Elle a laissé l'eau chaude du bain
couler sur elle. Elle est sortie. La pluie ruisselait depuis la
veille. Les bancs étaient mouillés. Elle a continué. Où va-t-on
lorsqu'on ne sait pas quoi faire ? Elle aurait pu boire un chocolat,
mais seule, c'était triste. Elle a regardé ses mains. Elles étaient
assez moches. Elle s'est demandé si elle peignait vraiment de tout
son cœur, de toute sa force, si elle mettait ses tripes sur la toile
au milieu des échancrures de peinture, des éclaboussements de
nuances, si l'on pouvait voir ses sentiments dans les traits des
visages qu'elle traçait fébrilement, dans une exaltation. Elle
n'avait jamais vu ces gens. Ils étaient des fantasmes. Des
projections de son imaginaire. Elle ne vivait que dans l'utopie,
l'irréel.
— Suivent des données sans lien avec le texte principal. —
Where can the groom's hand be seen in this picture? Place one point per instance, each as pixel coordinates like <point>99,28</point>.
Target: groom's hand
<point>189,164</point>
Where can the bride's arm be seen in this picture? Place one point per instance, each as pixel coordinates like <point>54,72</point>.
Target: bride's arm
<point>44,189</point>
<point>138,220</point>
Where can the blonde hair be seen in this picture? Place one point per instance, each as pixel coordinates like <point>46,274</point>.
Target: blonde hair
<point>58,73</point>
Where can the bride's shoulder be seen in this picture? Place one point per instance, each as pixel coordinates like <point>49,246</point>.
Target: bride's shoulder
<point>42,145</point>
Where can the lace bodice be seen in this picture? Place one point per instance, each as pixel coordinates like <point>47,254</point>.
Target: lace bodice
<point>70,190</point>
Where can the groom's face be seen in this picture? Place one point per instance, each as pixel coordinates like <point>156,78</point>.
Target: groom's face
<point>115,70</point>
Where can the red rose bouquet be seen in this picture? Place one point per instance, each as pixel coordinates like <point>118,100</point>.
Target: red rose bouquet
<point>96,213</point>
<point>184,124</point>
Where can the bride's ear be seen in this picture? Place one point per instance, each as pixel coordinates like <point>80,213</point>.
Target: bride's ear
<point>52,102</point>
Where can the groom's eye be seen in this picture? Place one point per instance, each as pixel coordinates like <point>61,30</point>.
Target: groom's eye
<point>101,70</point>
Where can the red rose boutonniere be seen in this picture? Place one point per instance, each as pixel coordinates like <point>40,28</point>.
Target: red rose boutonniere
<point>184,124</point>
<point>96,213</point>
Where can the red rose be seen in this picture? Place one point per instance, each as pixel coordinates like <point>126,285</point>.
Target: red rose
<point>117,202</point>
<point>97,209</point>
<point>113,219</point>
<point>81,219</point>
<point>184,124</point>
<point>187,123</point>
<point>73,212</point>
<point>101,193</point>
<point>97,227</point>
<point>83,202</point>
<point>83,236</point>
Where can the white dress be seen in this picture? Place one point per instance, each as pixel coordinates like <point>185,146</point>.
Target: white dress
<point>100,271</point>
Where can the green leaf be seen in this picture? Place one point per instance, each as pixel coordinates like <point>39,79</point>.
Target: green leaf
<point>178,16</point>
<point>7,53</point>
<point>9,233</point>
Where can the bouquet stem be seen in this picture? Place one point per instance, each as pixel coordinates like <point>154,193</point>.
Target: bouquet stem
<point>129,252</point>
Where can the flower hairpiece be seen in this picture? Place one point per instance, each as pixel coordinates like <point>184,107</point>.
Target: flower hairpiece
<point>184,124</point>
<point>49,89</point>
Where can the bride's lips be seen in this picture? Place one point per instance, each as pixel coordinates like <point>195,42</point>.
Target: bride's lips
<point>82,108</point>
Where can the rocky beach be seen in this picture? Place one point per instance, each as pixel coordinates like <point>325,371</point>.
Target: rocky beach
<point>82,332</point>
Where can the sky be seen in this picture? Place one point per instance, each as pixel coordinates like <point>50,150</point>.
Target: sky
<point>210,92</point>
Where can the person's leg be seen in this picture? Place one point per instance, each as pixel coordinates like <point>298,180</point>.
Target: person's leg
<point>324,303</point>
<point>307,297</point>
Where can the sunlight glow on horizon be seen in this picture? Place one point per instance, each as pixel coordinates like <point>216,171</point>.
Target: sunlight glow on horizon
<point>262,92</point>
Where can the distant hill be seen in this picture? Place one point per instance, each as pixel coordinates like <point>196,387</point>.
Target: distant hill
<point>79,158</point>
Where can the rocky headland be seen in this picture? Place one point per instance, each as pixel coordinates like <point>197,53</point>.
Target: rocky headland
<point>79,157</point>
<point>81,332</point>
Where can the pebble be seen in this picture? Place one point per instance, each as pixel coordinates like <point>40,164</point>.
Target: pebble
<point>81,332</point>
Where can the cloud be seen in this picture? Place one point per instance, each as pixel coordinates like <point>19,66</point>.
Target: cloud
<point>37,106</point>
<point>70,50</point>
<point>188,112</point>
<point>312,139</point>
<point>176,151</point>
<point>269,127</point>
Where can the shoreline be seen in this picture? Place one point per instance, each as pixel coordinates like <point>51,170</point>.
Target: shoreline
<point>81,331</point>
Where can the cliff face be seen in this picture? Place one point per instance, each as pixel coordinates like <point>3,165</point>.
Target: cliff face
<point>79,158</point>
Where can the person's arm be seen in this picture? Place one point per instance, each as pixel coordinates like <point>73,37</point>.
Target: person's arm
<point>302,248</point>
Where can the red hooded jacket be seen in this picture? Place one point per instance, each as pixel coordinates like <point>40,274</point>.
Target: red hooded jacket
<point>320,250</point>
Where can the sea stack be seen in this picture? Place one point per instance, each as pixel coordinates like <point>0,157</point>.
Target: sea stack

Elle voudrait toucher de ses doigts les cendres chaudes
des cigarettes, se brûler à l'existence, danser dans la chaleur et
les odeurs d'une salle où les corps s'entassent et se jouxtent, mais
elle ne peut que le rêver, elle n'ose pas, c'est tout son être qui
a été calfeutré, ses seins, ses cuisses serrées, oppressées
toujours contre les murs blancs de sa chambre stérilisée, de son
linceul existentiel, cette chambre d'hôpital aux murs crépis et
nus, où elle projetait de toute la force de ses yeux la vie des
autres. Traçait-elle la sienne, d'une certaine façon ? On
retrouvait dans ses gribouillages infantiles et imaginaires des
océans, du sel qui lui appartenaient, le souvenir d'orgasmes
solitaires, comme si elle avait essayé de jouir, essayé de
ressentir, mais qu'une aube sage avait fait une digue aux marées
successives de son épanouissement, avait fait brûler toutes les
forêts noires qui se dressaient en elle en trouant avec violence et
majesté, de leurs cimes alambiquées, la neige blanche et vierge.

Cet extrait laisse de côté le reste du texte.